At least I’d be able to get myself up easier from the chair.
My half-brother squatted at my side. He brushed a stray curl from my eyes. “Oh-Donna. You have a brain injury. Remember when you collapsed at work and they rushed you to the hospital? The neurologist said it likely happened when you totaled your Suburban, after hitting the deer. Remember?”
Oh yeah, I remembered. I was moments from leaving home, to catch a flight to New York for the writers’ conference. I was up for an award and I had been assigned an eight minute appointment with the acquisitions editor of Charlatan Press. But Daddy telephoned me and said Momma was trying to kill him. He was a pathological liar. I’d only figured this out two years ago. My whole life had been smoke and mirrors, all orchestrated by the great puppeteer, Dr. Nathan Payne.
But my conscience made me check it out. I was driving to my parents’ house when Daddy called again, on my cell phone. I knew it was him because the distinctive ring tone I’d set for him was “We Wish You A Merry Christmas.” I couldn’t unhook it from my belt. I remember the deer smashing through the windshield and pinning my shoulder with his antler. Then I woke up in the hospital.
I shuddered. “Yeah, I remember.”
“They wanted to run more tests and keep you under observation. You ran off against medical advice.”
“So your little narcoleptic-like incidents are getting worse. You need to get some medical help.
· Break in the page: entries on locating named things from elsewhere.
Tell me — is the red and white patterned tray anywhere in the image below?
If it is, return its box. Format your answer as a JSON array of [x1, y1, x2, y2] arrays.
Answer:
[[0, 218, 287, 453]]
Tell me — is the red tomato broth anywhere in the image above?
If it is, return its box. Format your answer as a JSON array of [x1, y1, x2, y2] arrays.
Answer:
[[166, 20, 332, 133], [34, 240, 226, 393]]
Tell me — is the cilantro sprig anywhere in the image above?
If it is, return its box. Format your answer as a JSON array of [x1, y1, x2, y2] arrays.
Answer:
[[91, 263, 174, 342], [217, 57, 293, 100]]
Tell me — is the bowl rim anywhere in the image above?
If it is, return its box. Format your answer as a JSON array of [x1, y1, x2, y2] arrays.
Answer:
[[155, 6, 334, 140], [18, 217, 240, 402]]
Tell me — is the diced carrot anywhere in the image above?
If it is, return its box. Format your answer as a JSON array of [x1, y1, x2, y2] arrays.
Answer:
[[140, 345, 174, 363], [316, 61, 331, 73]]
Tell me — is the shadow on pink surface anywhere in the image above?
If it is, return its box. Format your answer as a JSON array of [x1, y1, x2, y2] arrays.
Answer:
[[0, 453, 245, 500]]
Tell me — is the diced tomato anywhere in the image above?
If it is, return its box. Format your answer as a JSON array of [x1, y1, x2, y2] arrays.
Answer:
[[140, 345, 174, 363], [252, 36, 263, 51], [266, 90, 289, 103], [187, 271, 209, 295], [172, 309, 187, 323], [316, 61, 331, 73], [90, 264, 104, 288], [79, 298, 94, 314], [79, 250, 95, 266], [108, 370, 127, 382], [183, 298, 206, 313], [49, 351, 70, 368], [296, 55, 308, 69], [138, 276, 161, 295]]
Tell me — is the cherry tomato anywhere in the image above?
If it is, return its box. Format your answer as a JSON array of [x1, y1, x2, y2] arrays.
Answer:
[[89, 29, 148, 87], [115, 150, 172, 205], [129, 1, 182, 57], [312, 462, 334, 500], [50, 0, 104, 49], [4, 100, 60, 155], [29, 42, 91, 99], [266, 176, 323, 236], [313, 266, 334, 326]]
Maybe a nice long rest away from all the stress you’ve been under, I know it was tough on you—” He cleared his throat, “When Dad died. You were his favorite and all.”
I was his favorite. Oh yeah, right. That’s why he named me executrix, but willed everything to you and Tammy. Greedy needy children that you are. That was in the will Perry produced. Roderick Meddlestein, Esquire, my parent’s across-the-street neighbor for thirty years, later revealed daddy had retained him to draw up a more recent will, leaving everything to Momma.
Perry stood up and said, “I’ll call Saint Christopher’s. They have a nice unit—”
I flipped him the bird. Poked him in his big floppy belly. “You sonofabitch, Perry Lucifer Payne! You’re trying to have me committed like you did Momma, so you can sell my house and things and split the money with Tammy and laugh all the way to Hell. That’s where you are both going. Go now! Get outta my house! You go to Hell! You couldn’t keep Momma in the nut house and you won’t stash me there either! I’ll go to Momma. You’ll never find us.”
Tammy said, “So you do know where Mom is. You sent us on that wild goose chase to Palm Springs on purpose, didn’t you?”
The phone rang. Tammy answered. She handed it to me. I didn’t want to talk to anybody. I sniffled and said, “Hello.”
“Donna? This is Mike Taurus...your mother’s friend...”
Something in his voice didn’t sound right.
“Yes Mike. How are you?”
I cleared my throat as I listened to him exhale.
“You’re mother died in her sleep this morning.”
I threw my head back onto the firm gold recliner. “No.” I choked out. “Are you sure?” What a stupid question. If he weren’t sure, he wouldn’t have called me.
“Yes sweetheart. She’s in a better place now.”
I swallowed hard. “I’ll fly down right away. Give me directions to the island.”
“Just go to the Fontainebleau Hotel in Miami Beach. Call me when you arrive and I’ll come and get you. Tell the concierge you’re my— You’re Chloe’s daughter. They’ll take care of you.”
The historic Fontainebleau. Where old Mike works as a bell hop. Love the place.
Mike coughed. “She wanted to be buried next to her babies. Is that all right with you?”
I closed my eyes. Remembering talking to Momma on the island, by the graves of her stillborn twins. “Of course. Yes. Yes.”
“I’ll see you some time tonight or tomorrow then?”
“Yes.” I clicked the off button.
Tammy asked, “Just where do you think you’re going? Have a date with a Starbucks barista? Can he hop you up on caffeine long enough to stay awake during dinner and dancing?”
I closed my eyes tight and then broke into a breathless round of tears. Oh it hurt. My whole body hurt. My soul hurt. The little girl in me was dying.
I finally blurted out “Momma died. Momma is dead. I’m an orphan.”
Tammy and Perry shot looks at one another.